Former settlement in California

Schooner Gulch, also known as Gallaway (also spelled Galloway) was a populated place in California, a timber town and doghole port on the Redwood Coast.

==Name and location==
Schooner Gulch is the namesake of the a geographical feature named Schooner Gulch, a seaside gully which is in Schooner Gulch State Beach; the gully itself said to be named after a schooner which ran aground there. The alternate name reflects the founding of the settlement by John Galloway.

The precise site of the settlement is not known, but it was near the coast about three miles south of the center of Point Arena and is inside its city limits. The still-standing (as of 2021) Galloway School building is located few hundred feet inland.

==History==
The area of Schooner Gulch was inhabited by the Central Pomo Indians.

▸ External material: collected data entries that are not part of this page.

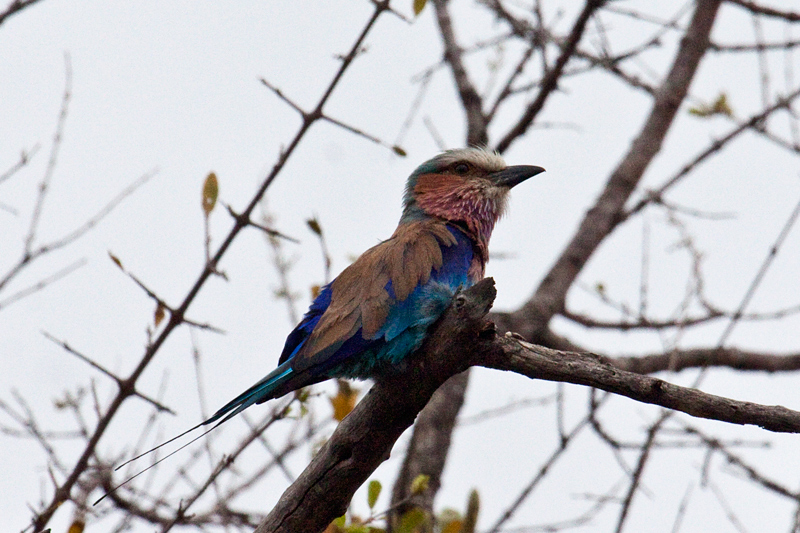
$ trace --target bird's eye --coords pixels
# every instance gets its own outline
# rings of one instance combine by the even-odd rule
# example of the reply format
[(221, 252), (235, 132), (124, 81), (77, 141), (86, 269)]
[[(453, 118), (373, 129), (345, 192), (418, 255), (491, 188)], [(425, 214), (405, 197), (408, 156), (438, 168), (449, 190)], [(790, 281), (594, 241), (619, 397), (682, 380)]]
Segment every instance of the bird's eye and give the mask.
[(469, 172), (469, 165), (466, 163), (459, 163), (453, 168), (453, 170), (455, 170), (456, 174), (458, 174), (459, 176), (463, 176), (467, 172)]

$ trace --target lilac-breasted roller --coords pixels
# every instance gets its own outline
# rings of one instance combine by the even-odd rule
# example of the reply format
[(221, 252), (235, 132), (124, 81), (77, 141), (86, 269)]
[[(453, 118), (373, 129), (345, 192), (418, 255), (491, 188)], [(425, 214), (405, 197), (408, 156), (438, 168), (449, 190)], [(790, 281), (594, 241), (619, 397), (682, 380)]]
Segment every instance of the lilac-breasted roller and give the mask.
[(535, 166), (507, 167), (499, 155), (479, 148), (448, 150), (420, 165), (406, 183), (394, 234), (323, 287), (287, 337), (278, 368), (208, 420), (142, 455), (301, 387), (391, 372), (419, 348), (456, 292), (483, 278), (489, 238), (508, 191), (540, 172)]
[(456, 291), (483, 278), (509, 190), (543, 171), (506, 166), (479, 148), (448, 150), (420, 165), (408, 178), (394, 234), (321, 290), (286, 339), (278, 368), (201, 425), (328, 378), (391, 371), (419, 348)]

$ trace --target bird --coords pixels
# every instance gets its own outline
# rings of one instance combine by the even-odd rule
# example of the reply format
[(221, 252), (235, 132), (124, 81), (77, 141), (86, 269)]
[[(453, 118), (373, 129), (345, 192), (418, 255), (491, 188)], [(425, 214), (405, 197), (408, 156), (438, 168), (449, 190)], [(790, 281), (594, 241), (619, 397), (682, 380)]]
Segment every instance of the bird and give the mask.
[(456, 293), (483, 279), (509, 191), (541, 172), (506, 166), (496, 152), (474, 147), (421, 164), (406, 182), (397, 229), (320, 290), (286, 338), (277, 368), (208, 419), (119, 465), (214, 424), (111, 492), (252, 405), (330, 378), (376, 379), (402, 369)]
[(286, 338), (278, 366), (196, 427), (330, 378), (402, 367), (459, 289), (483, 279), (509, 191), (544, 169), (484, 148), (447, 150), (408, 178), (392, 236), (324, 286)]

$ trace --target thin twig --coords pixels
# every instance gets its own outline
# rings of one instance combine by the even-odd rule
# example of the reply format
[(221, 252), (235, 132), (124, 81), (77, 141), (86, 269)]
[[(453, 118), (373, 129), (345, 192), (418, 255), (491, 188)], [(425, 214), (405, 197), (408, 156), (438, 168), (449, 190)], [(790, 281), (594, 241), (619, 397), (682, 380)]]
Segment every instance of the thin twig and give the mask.
[(53, 146), (50, 149), (50, 158), (47, 161), (47, 168), (44, 173), (42, 181), (39, 183), (39, 194), (36, 196), (36, 204), (33, 208), (31, 215), (30, 226), (28, 228), (28, 236), (25, 238), (25, 254), (30, 255), (33, 252), (33, 240), (36, 238), (36, 230), (39, 227), (39, 217), (42, 214), (42, 206), (44, 205), (45, 197), (50, 187), (50, 180), (53, 178), (53, 172), (56, 169), (56, 162), (58, 161), (58, 153), (61, 148), (61, 141), (64, 138), (64, 124), (67, 122), (67, 111), (69, 110), (69, 101), (72, 99), (72, 62), (68, 53), (64, 53), (64, 95), (61, 98), (61, 111), (58, 114), (58, 123), (56, 125), (56, 132), (53, 135)]
[(30, 150), (23, 150), (19, 156), (19, 161), (11, 165), (8, 170), (0, 174), (0, 183), (3, 183), (8, 178), (25, 168), (25, 166), (27, 166), (31, 162), (31, 159), (33, 159), (33, 157), (36, 155), (36, 152), (39, 151), (40, 147), (41, 145), (36, 143)]
[[(603, 400), (601, 400), (601, 402)], [(523, 488), (522, 491), (520, 491), (519, 495), (514, 499), (511, 505), (509, 505), (508, 508), (502, 512), (500, 518), (498, 518), (497, 521), (492, 525), (492, 527), (489, 528), (489, 533), (498, 533), (500, 531), (500, 528), (503, 527), (503, 524), (508, 522), (514, 516), (514, 513), (517, 512), (520, 505), (522, 505), (525, 502), (525, 500), (528, 499), (528, 497), (536, 489), (539, 483), (541, 483), (544, 480), (545, 476), (550, 472), (550, 469), (553, 468), (553, 466), (555, 466), (555, 463), (564, 455), (567, 448), (569, 447), (570, 444), (572, 444), (575, 437), (577, 437), (580, 434), (580, 432), (587, 425), (589, 425), (589, 421), (590, 420), (588, 416), (583, 418), (580, 422), (578, 422), (577, 424), (575, 424), (575, 426), (573, 426), (573, 428), (569, 431), (569, 433), (565, 434), (564, 436), (562, 436), (561, 439), (559, 439), (559, 443), (556, 449), (553, 450), (553, 453), (551, 453), (550, 456), (542, 463), (542, 466), (539, 467), (539, 471), (536, 473), (533, 479), (531, 479), (531, 481), (525, 486), (525, 488)]]
[(728, 2), (731, 4), (741, 6), (754, 14), (764, 15), (767, 17), (780, 18), (788, 22), (800, 21), (800, 12), (780, 11), (778, 9), (774, 9), (768, 6), (762, 6), (761, 4), (757, 4), (749, 0), (728, 0)]
[[(67, 341), (63, 341), (63, 340), (57, 339), (53, 335), (51, 335), (50, 333), (48, 333), (46, 331), (42, 331), (42, 335), (44, 336), (44, 338), (46, 338), (47, 340), (49, 340), (53, 344), (56, 344), (56, 345), (60, 346), (67, 353), (74, 355), (75, 357), (77, 357), (78, 359), (80, 359), (81, 361), (86, 363), (87, 365), (91, 366), (92, 368), (94, 368), (95, 370), (100, 372), (101, 374), (104, 374), (104, 375), (108, 376), (109, 378), (114, 380), (118, 385), (122, 381), (122, 378), (120, 378), (119, 376), (117, 376), (116, 374), (111, 372), (110, 370), (106, 369), (100, 363), (98, 363), (96, 361), (93, 361), (89, 357), (87, 357), (87, 356), (83, 355), (82, 353), (80, 353), (78, 350), (76, 350), (75, 348), (70, 346), (67, 343)], [(133, 395), (141, 398), (144, 401), (146, 401), (147, 403), (149, 403), (150, 405), (155, 407), (156, 410), (159, 411), (159, 412), (169, 413), (171, 415), (176, 414), (175, 411), (173, 411), (172, 409), (170, 409), (166, 405), (162, 404), (161, 402), (159, 402), (159, 401), (157, 401), (157, 400), (155, 400), (153, 398), (150, 398), (149, 396), (147, 396), (145, 394), (140, 393), (139, 391), (134, 392)]]
[(85, 258), (78, 259), (74, 263), (69, 264), (69, 265), (65, 266), (64, 268), (62, 268), (61, 270), (59, 270), (57, 272), (54, 272), (53, 274), (47, 276), (46, 278), (37, 281), (33, 285), (25, 287), (24, 289), (20, 289), (19, 291), (13, 293), (12, 295), (8, 296), (7, 298), (4, 298), (4, 299), (0, 300), (0, 311), (5, 309), (6, 307), (11, 305), (12, 303), (17, 302), (19, 300), (22, 300), (23, 298), (25, 298), (27, 296), (30, 296), (31, 294), (37, 293), (37, 292), (47, 288), (47, 286), (52, 285), (56, 281), (69, 276), (70, 274), (72, 274), (73, 272), (75, 272), (76, 270), (78, 270), (79, 268), (84, 266), (85, 264), (86, 264), (86, 259)]
[(708, 148), (706, 148), (705, 150), (697, 154), (694, 158), (692, 158), (690, 162), (686, 163), (678, 172), (676, 172), (672, 177), (667, 179), (660, 187), (658, 187), (653, 191), (649, 191), (644, 199), (640, 200), (633, 207), (631, 207), (629, 210), (626, 211), (624, 217), (626, 219), (630, 218), (632, 215), (642, 210), (651, 202), (660, 201), (660, 198), (664, 195), (664, 193), (668, 189), (670, 189), (681, 179), (686, 177), (692, 170), (694, 170), (695, 167), (697, 167), (700, 163), (708, 159), (709, 156), (718, 153), (732, 139), (736, 138), (744, 131), (756, 128), (758, 124), (761, 124), (772, 113), (774, 113), (778, 109), (786, 108), (790, 102), (793, 102), (798, 97), (800, 97), (800, 87), (796, 88), (788, 96), (779, 98), (773, 105), (751, 116), (745, 122), (738, 124), (735, 128), (733, 128), (730, 132), (728, 132), (720, 139), (711, 142)]
[(625, 519), (628, 517), (628, 512), (631, 509), (633, 498), (639, 491), (639, 487), (642, 483), (644, 467), (647, 464), (647, 461), (650, 459), (650, 453), (653, 451), (653, 444), (655, 442), (656, 435), (661, 430), (664, 423), (673, 414), (674, 413), (672, 411), (663, 411), (661, 416), (658, 417), (658, 420), (656, 420), (647, 430), (647, 437), (645, 438), (644, 443), (642, 443), (639, 460), (636, 463), (636, 468), (634, 469), (633, 477), (631, 478), (631, 484), (628, 487), (627, 494), (625, 494), (625, 499), (622, 501), (622, 508), (620, 509), (619, 518), (617, 520), (617, 533), (622, 533), (622, 528), (625, 525)]
[(786, 240), (786, 237), (789, 235), (789, 232), (791, 231), (795, 222), (797, 222), (798, 216), (800, 216), (800, 201), (797, 203), (797, 205), (795, 205), (794, 210), (789, 215), (789, 218), (786, 220), (786, 223), (783, 225), (783, 228), (778, 234), (778, 238), (770, 247), (767, 256), (764, 258), (764, 261), (761, 263), (761, 266), (758, 269), (758, 272), (756, 273), (755, 277), (753, 277), (753, 281), (750, 282), (750, 286), (747, 288), (747, 291), (745, 291), (742, 301), (739, 303), (739, 307), (736, 309), (733, 318), (731, 318), (731, 321), (728, 322), (728, 325), (725, 327), (725, 331), (723, 331), (722, 335), (720, 335), (719, 341), (717, 342), (717, 347), (721, 348), (724, 346), (725, 342), (728, 340), (728, 337), (730, 337), (731, 333), (733, 333), (733, 329), (741, 320), (744, 310), (753, 299), (753, 296), (755, 295), (756, 290), (758, 290), (758, 287), (769, 270), (769, 267), (772, 266), (772, 262), (775, 260), (775, 257), (777, 257), (778, 252)]
[(542, 80), (539, 94), (537, 94), (533, 102), (527, 106), (525, 112), (514, 124), (514, 126), (512, 126), (511, 129), (509, 129), (509, 131), (503, 136), (500, 142), (497, 143), (496, 150), (498, 152), (502, 154), (508, 149), (509, 146), (511, 146), (512, 142), (522, 136), (533, 123), (539, 112), (544, 108), (547, 97), (558, 87), (558, 80), (561, 77), (561, 73), (563, 72), (564, 67), (567, 65), (567, 62), (574, 55), (575, 49), (583, 37), (583, 32), (586, 29), (586, 23), (589, 22), (589, 18), (594, 14), (595, 11), (600, 9), (604, 3), (604, 0), (586, 1), (586, 4), (584, 5), (580, 15), (578, 15), (578, 17), (575, 19), (575, 23), (572, 26), (569, 37), (561, 47), (561, 54), (558, 56), (555, 64), (548, 70), (544, 79)]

Russian and Native Alaskan hunters were active in the area from around 1812, and Mexicans owned land in the area in the 1840s.

Scottish immigrant John Galloway founded the settlement Schooner Gulch, establishing a timber milling operation there in 1866. Galloway's mill operated only until 1868, but other mills operated there until the late 19th century, such as a mill owned by one A. Saunders (of fairly large size, producing 25,000 ft per day), built in 1875, burned down in 1880 but was being rebuilt as of that year.

The Galloway School District was formally established in 1874. Galloway School, a small school (never more than 40 students), was established that same year and was in operation until 1936. The land around it was turned over to farmland in the 1940s and is now woodland.

In 1912, Russian Baptist immigrants bringing steam-powered heavy equipment down from Point Arena to their colony further south crossed a bridge which then spanned Schooner Gulch when the bridge collapsed under the weight of their eight-ton lead engine. Colonist Nicholas Pogsikoff was killed and was buried at that spot, but his grave is now lost.

Schooner Gulch timber, like all the timber in Mendocino County, was shipped out by sea. Typically, the small habitations which grew around these mills were abandoned when the mills ran out of easily available timber and closed down; the town of Schooner Gulch presumably met this fate.